Sanders said the two sides had "made a lot of progress" but not enough.
Short said specifically that the administration wants Congress to change USA asylum laws that "allow families to basically come across the border and be protected and let go into our United States until the adjudication process completes". He wrote that the "Tariffs scheduled to be implemented by the United States on Monday, against Mexico, are hereby indefinitely suspended".
Short praised Mexican officials for floating new ideas about how to stem the flow of Central Americans traveling to the USA over the past two days of negotiations, but said there is still "a long way to go" to satisfy Trump's demands. Mexico offered small and so far undisclosed concessions; the U.S. demanded major action.
Talks had gotten off to a shaky start Wednesday, as the United States once again pressed Mexico to step up enforcement on its southern border with Guatemala and to enter into a "safe third country agreement" overhauling its asylum system. It wants to force Mexico to adopt the "safe third country" standard that the USA already has with Canada.
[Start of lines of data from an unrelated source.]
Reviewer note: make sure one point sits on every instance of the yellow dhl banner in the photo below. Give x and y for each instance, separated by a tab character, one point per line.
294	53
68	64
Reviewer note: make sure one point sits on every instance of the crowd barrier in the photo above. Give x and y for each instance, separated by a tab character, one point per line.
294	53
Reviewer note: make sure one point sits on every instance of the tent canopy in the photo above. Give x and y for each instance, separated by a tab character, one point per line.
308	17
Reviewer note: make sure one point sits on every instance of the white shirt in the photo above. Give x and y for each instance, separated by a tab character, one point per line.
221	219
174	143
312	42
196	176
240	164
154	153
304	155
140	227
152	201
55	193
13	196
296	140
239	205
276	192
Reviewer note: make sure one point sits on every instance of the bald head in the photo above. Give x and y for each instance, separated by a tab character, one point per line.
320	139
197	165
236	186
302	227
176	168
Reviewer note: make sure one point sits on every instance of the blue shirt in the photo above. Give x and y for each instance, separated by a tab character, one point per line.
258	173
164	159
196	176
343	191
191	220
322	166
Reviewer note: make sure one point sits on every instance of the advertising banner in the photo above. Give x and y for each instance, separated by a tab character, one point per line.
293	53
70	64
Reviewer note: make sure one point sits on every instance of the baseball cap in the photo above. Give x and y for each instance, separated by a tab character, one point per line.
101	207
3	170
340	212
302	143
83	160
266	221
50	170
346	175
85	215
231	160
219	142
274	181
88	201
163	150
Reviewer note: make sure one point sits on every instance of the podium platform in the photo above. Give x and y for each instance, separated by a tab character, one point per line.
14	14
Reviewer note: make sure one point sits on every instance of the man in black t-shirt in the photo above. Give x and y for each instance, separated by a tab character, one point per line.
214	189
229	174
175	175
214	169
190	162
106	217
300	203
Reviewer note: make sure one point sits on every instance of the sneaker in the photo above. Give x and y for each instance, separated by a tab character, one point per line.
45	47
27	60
Most are families from Guatemala, Honduras and El Salvador, who understand that if they cross the border and are detained, they will likely be processed and released into the United States, whether they ask for asylum or not, according to Border Patrol Chief Carla Provost. It was unclear, however, what - if anything - Mexico had changed.
Many members of Trump's Republican Party and business allies have urged him to reconsider - or at least postpone the tariffs as talks continue - citing the potential harm to American consumers and manufacturers.
Trump faced a Friday deadline to sign an executive order to ensure the tariffs go into effect by Monday, his deadline for Mexico to meet his immigration demands or face a 5% tariff on all exports to the US.
'Our position is still the same and we're moving forward with the tariffs. The question is whether it will be cheaper to enforce a "safe third country" policy than to deal with the economic damage of a trade war with the US.
In Mexico City, at his daily news conference, Lopez Obrador complained forcefully that the American team continues to see immigration as a law-enforcement issue without taking into consideration the hardships that force people to flee home. Pence on the morning of June 6 told reporters that Mexico needs to do more to address the illegal immigration situation, though he noted that the previous talks were positive overall. "President Trump proved he wasn't bluffing, and his bold leadership just resulted in a huge win for America's safety and security".
The key to an agreement that will satisfy Trump might not be trade anyway.
"Mexico will try very hard, and if they do that, this will be a very successful agreement for both the United States and Mexico!"
"The United States will immediately expand the implementation of the existing Migrant Protection Protocols across its entire Southern Border", the two countries said in a joint declaration following three days of talks.
A group of migrants traveling in the Central American caravan, walk alongside the Mexico-US border fence before trying to cross to San Diego County, in Playas de Tijuana, Baja California state, Mexico, on December 12, 2018.